KeyError Traceback (most recent call last) Cell In[6], line 2 1 start = time.time() ----> 2 stockdata = yf.download(ticker_list_r3000,'2021-1-1', group_by="ticker",auto_adjust=True, threads=True) 3 stockdata.index=pd.DatetimeIndex(stockdata.index) 4 print(time.time()-start)

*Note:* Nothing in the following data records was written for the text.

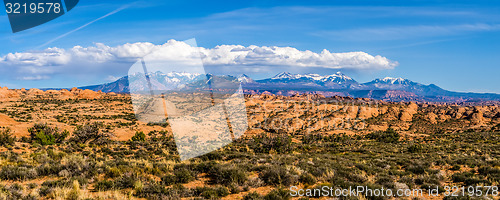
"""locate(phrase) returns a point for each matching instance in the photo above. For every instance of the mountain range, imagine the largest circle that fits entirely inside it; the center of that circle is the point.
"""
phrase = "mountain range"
(390, 89)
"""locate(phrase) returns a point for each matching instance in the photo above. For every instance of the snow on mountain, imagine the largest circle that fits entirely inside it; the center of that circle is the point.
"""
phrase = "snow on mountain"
(243, 78)
(338, 77)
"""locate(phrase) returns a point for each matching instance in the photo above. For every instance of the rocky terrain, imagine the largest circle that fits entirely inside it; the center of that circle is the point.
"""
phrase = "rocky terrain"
(82, 144)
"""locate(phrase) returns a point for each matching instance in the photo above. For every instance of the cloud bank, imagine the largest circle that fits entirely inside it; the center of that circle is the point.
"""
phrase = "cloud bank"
(104, 61)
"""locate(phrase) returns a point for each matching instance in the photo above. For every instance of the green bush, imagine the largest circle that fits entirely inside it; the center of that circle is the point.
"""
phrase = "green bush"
(253, 196)
(307, 179)
(278, 194)
(6, 138)
(139, 137)
(227, 175)
(46, 135)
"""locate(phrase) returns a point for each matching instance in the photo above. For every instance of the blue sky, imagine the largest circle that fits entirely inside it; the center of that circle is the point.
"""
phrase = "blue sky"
(454, 44)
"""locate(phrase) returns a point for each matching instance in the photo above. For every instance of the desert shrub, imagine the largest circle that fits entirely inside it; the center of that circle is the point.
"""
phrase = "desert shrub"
(278, 194)
(455, 168)
(227, 175)
(211, 193)
(183, 175)
(104, 185)
(461, 177)
(113, 172)
(6, 138)
(415, 148)
(417, 169)
(277, 175)
(46, 135)
(307, 178)
(169, 179)
(312, 138)
(139, 137)
(127, 180)
(91, 133)
(156, 191)
(12, 172)
(387, 136)
(253, 196)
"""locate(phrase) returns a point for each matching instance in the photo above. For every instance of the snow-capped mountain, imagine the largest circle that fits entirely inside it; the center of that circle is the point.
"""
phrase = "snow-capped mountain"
(243, 78)
(392, 89)
(333, 81)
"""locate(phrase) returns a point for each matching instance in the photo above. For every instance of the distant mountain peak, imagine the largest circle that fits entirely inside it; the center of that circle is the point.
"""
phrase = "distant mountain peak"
(283, 75)
(243, 78)
(393, 80)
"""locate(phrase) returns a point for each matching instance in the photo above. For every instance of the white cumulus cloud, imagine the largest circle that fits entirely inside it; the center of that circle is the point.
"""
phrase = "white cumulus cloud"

File c:\Users\peter\AppData\Local\Programs\Python\Python311\Lib\site-packages\yfinance\multi.py:178, in download(tickers, start, end, actions, threads, ignore_tz, group_by, auto_adjust, back_adjust, repair, keepna, progress, period, show_errors, interval, prepost, proxy, rounding, timeout) 176 tbs = {} 177 for ticker in shared._ERRORS: --> 178 tb = shared._TRACEBACKS[ticker] 179 if not tb in tbs: 180 tbs[tb] = [ticker]

KeyError: 'SAFE WI'

PeterSchober005 commented 1 year ago

The problem is the following part: KeyError Traceback (most recent call last) Cell In[6], line 2 1 start = time.time() ----> 2 stockdata = yf.download(ticker_list_r3000,'2021-1-1', group_by="ticker",auto_adjust=True, threads=True) 3 stockdata.index=pd.DatetimeIndex(stockdata.index) 4 print(time.time()-start)

File c:\Users\peter\AppData\Local\Programs\Python\Python311\Lib\site-packages\yfinance\multi.py:178, in download(tickers, start, end, actions, threads, ignore_tz, group_by, auto_adjust, back_adjust, repair, keepna, progress, period, show_errors, interval, prepost, proxy, rounding, timeout) 176 tbs = {} 177 for ticker in shared._ERRORS: --> 178 tb = shared._TRACEBACKS[ticker] 179 if not tb in tbs: 180 tbs[tb] = [ticker]

KeyError: 'SAFE WI'


The first part is ok... these "error messages" that some symbols might be problably have been delisted are ok... they were always there.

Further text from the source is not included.